Même s’il ne fait pas encore nuit, demain il y a école et j’aimerais bien profiter de ma soirée avec mon petit mari pour retrouver notre complicité un peu perdue hier. Évidemment j’ai envie de faire l’amour, mais surtout j’ai besoin de le sentir tout contre moi, que son regard me fixe et que ses doigts me caressent. Mais pour ça, il faut que je parvienne à faire sortir les enfants de la piscine et si Marion rechigne, c’est rien en comparaison de l’énergie que je dois déployer pour convaincre Maxime.

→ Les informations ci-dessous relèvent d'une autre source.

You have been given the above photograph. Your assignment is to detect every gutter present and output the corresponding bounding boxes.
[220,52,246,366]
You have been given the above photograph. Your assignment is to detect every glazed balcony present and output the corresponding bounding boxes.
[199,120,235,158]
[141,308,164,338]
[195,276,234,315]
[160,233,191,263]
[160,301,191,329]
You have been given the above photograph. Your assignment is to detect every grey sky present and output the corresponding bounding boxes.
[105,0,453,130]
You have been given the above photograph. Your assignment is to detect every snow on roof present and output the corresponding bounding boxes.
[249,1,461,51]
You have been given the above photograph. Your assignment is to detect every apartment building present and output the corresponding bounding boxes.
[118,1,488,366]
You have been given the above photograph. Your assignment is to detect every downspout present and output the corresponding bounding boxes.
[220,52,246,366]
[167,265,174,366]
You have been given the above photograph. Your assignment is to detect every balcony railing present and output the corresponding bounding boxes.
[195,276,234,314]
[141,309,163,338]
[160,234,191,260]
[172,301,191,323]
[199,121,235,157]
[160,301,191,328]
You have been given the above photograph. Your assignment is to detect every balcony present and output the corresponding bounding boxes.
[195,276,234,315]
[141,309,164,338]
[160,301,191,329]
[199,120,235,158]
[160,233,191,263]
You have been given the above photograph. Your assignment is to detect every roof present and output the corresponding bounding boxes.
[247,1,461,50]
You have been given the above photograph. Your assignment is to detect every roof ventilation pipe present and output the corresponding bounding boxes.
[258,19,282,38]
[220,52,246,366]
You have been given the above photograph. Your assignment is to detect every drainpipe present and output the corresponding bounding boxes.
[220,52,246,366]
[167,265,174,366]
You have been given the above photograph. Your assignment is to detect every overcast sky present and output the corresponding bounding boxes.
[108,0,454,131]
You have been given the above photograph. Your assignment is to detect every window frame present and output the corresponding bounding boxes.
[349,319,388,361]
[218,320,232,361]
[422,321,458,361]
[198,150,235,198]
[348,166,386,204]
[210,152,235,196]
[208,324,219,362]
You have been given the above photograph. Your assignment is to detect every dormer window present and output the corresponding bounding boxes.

Étonnement c’est Tiphaine qui m’aide en grondant son frère et qui l’envoie à la douche, avant même que Julie n’intervienne. Peut-être a-t-elle aussi senti une certaine tension entre ses parents. Même si Julie a joué son rôle d’hôtesse à la perfection, les remarques de mon homme et les différentes petits mots glissés ici et là nous ont fait réagir. Julie a fait merveilleusement semblant, mais je n’ai jamais retrouvé les étincelles dans ses yeux. Elle parait comme éteinte ce soir.

— Maman ? Tiphaine me propose de dormir ici cette nuit.

— Oh… et moi alors ? rechigne Maxime.

Je lance un regard à Julie qui semble pas y voir d’inconvénient. Ça nous laisserait la maison pour nous tout seuls. Quel bonheur en perspective.

— Vous oubliez que vous n’êtes pas encore en vacances, les enfants, répond mon mari.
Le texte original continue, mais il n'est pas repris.